I guess I am just trying to do something I shouldn't be trying to do. It wouldn't be the first time. Now I know what to get the business for its 4th year in business. A new flash.
I have a 10 color E-type with one flash. I have the multiprint program so I can send it around again if needed. I will be getting a flash with the stand so I can move it around where needed. Right now my flash is in head 3 and has not moved. I haven't had that many issues with one flash but I know another one will make everything easier.
The one thing that should be done to improve coating is flipping the screen instead of turning it. This allows the emulsion to be applied in opposite directions and will help with the basic function of bridging the mesh with emulsion.
Gilligan and Printficient,This was recently a discussion I had with someone at my office - about just flipping or turning the screen to the other side -- I kinda sided with Printficient because of a video I saw (maybe it's the one posted here recently on coating) -- but lately, we've just been going the path of least resistance, hoping Giligan is right and that it makes no difference. Has anyone tried both methods with the same amount of coats and noticed any difference in printing opacity?Secondly, is there a point at which I should just give up on trying to achieve halftones with coating many times? I'm going to give a go on 7/7 tomorrow on a 150 s mesh (w/chromablue) because quite frankly I thought a 4/2 -- which someone recommended and which I tried today -- didn't end up creating all that great of a thick stencil - perhaps I'm pursuing a lost cause at trying to get a popping white on a first hit?
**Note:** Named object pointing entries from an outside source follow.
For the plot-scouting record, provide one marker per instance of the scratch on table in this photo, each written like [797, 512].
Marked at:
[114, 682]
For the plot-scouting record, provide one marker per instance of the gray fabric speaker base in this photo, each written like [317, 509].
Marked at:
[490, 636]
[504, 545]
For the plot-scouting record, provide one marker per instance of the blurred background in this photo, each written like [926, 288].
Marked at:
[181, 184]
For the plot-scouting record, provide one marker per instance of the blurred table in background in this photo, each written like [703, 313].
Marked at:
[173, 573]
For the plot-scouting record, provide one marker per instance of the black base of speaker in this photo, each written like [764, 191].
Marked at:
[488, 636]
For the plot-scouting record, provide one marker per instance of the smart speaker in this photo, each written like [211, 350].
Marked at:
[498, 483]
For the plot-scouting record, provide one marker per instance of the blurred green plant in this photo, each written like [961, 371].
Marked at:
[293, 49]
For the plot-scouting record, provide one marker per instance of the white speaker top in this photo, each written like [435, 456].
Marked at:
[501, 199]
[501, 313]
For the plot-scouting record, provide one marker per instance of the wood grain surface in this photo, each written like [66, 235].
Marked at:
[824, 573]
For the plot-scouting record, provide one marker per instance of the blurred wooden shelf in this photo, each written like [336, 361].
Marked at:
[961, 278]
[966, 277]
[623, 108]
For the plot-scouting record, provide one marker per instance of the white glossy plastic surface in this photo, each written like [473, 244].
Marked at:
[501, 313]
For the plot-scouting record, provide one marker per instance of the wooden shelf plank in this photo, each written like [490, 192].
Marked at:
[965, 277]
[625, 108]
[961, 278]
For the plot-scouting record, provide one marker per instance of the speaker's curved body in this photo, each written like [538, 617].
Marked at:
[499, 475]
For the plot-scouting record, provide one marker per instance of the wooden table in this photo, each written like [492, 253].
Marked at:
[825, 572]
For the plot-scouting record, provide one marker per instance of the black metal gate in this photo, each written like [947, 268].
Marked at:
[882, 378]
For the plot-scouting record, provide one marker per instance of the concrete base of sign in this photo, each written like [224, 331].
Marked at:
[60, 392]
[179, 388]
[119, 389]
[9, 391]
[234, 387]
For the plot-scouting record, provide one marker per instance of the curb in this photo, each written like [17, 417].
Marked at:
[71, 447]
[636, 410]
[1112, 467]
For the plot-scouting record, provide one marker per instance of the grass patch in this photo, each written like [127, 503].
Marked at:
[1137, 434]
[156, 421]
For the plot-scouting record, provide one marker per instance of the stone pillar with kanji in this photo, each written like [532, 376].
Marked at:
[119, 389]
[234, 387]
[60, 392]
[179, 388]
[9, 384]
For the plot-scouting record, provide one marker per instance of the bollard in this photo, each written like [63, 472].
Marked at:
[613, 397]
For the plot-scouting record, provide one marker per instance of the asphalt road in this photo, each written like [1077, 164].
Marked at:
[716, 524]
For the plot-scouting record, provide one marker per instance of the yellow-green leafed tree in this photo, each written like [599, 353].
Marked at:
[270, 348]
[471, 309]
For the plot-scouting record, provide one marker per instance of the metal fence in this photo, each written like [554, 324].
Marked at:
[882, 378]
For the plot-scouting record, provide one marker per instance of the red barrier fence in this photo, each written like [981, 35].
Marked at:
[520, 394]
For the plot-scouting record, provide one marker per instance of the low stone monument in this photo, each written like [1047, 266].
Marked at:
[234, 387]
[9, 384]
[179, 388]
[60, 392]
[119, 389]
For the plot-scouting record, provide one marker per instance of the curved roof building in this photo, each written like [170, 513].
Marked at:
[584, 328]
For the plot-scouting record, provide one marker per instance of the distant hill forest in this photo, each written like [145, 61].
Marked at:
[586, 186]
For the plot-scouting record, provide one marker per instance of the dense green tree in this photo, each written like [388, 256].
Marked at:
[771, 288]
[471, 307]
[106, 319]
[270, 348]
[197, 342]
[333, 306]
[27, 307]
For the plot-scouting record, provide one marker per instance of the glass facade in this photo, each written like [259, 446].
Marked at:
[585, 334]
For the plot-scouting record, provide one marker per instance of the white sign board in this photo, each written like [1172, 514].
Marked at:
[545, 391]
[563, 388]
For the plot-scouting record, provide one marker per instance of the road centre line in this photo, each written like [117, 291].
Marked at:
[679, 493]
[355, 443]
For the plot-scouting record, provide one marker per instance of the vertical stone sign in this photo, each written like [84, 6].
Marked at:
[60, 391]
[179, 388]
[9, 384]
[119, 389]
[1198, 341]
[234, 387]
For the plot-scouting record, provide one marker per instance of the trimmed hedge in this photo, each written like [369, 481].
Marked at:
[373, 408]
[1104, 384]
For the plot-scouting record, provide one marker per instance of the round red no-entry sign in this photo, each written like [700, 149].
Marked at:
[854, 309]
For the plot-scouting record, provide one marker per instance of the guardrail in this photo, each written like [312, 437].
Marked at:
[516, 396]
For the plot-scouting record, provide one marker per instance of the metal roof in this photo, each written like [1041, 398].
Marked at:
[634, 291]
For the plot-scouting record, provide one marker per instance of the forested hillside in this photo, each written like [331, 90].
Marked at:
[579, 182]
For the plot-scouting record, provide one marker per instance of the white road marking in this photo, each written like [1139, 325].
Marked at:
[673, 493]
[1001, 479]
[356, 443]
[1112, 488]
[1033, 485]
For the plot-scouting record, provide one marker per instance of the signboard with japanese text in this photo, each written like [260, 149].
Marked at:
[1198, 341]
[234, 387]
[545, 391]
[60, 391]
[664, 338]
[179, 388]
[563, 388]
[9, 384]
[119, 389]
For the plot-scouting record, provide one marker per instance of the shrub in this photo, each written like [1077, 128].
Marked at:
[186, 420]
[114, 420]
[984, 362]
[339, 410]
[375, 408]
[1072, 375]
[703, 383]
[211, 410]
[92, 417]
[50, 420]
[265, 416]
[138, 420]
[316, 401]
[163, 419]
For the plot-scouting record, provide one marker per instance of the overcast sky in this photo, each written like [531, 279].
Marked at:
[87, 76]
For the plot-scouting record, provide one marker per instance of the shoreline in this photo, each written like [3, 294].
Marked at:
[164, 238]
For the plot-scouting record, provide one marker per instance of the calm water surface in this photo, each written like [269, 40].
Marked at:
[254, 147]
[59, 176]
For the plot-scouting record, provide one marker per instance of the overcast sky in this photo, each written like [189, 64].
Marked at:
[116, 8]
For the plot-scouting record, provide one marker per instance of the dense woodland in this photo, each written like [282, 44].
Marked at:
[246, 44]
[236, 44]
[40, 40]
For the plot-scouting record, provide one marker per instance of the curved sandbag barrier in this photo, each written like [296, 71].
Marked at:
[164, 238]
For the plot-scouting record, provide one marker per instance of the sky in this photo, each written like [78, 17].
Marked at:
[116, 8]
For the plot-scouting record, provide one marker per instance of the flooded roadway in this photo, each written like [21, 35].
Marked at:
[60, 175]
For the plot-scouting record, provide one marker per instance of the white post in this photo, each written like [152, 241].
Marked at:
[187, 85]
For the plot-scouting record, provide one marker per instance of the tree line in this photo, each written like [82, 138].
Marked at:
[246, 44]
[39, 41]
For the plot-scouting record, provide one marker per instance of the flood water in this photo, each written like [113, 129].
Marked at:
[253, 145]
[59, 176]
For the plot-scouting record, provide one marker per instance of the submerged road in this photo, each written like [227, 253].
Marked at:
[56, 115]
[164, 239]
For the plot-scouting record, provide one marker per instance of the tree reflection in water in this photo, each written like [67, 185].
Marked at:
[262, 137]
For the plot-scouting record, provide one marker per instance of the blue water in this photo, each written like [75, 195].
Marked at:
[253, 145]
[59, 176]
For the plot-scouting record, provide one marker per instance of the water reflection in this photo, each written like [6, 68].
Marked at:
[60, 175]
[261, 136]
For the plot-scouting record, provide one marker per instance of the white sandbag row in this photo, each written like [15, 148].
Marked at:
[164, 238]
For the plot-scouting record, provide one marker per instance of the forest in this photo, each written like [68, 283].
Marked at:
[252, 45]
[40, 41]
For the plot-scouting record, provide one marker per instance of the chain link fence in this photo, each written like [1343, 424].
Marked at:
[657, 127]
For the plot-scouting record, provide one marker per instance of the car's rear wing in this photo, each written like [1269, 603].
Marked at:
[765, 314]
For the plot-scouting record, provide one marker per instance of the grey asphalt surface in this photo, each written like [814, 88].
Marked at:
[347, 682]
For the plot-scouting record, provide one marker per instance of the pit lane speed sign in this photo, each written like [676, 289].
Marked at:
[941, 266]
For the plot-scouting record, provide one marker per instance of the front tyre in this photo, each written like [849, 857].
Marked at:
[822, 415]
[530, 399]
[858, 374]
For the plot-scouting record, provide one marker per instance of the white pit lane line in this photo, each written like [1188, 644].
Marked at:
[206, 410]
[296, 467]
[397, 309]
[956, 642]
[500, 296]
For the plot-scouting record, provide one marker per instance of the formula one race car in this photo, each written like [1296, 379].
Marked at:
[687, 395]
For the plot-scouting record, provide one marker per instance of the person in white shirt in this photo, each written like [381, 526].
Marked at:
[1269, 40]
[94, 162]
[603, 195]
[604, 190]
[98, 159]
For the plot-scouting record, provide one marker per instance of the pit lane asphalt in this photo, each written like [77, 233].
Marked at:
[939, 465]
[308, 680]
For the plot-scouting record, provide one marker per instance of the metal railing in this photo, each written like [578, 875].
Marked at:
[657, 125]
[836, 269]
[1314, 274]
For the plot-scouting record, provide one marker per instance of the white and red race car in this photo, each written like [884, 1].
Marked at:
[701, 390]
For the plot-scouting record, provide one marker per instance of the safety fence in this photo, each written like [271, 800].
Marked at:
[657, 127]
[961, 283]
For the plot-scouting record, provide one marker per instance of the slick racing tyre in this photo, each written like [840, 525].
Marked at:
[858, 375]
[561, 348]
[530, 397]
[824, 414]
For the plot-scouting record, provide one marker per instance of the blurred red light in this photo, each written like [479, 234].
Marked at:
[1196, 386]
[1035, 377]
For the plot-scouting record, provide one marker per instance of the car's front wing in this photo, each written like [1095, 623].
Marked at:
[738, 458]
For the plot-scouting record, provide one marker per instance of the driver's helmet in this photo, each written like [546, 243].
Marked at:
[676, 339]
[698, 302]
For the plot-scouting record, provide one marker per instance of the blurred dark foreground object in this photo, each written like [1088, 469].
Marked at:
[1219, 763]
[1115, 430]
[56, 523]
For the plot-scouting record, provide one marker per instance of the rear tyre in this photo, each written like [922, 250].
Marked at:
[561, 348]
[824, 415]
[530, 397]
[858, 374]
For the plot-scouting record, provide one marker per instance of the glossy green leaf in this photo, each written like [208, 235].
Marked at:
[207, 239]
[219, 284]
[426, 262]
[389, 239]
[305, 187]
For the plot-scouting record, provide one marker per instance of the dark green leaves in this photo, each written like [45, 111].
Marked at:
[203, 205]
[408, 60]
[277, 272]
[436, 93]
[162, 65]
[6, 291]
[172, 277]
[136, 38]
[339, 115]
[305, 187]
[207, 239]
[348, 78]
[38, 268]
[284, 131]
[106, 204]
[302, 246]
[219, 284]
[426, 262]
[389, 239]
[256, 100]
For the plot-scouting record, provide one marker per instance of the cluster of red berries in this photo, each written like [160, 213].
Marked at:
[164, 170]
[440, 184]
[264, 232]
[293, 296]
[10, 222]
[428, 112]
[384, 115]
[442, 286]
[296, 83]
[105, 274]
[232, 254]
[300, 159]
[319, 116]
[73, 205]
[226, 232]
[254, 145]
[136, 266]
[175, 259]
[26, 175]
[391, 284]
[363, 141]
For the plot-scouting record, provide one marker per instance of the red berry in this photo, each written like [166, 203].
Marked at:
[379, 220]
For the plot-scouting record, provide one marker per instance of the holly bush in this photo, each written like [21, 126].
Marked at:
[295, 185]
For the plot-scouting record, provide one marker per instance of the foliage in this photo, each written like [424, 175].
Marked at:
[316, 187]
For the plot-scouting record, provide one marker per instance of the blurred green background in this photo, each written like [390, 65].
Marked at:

At any rate, a lot of the halftones shot out on the 4/2, but definitely not all. So I am wondering if it gets to a point that the thicker you go with the EOM, the less likely the halftones will shoot out? Assuming you have your exposure unit dialed in perfectly, I am wondering if the halftones would blow out by the time you were able to remove all the layers of emulsion on the stencil? With the 4/2 the halftones didn't "melt" out like with the thinner EOM -- I had to work at them and then it was either stop and let some of them remain closed or start blowing out the ones that were already shot out correctly if I continued on shooting out the screen. Anyone? Beuller?Thanks.
Sounds,like you need some one to spend a little time,with you. Coating 7/7 times wow! And trying to retain halftones at that thickness yikes. Seriously you hear a ton about oem it does not mean everything needs to be a rubber gasket thick. Stepping up to higher mesh counts is just as important as all the other factors when achieving good half tones etc. developing a screen when exposed properly does not require all that much effort even for the smallest dots the screen ca handle, if you have to really work at it your over exposed and yep at that point you will blow out all the low percentage dots. I have always been taught to flip a screen while coating but then I spent a couple years working with an auto coater that only rotated the screen as I was told just like gilligan said gravity etc does the job fine filling in the knuckles.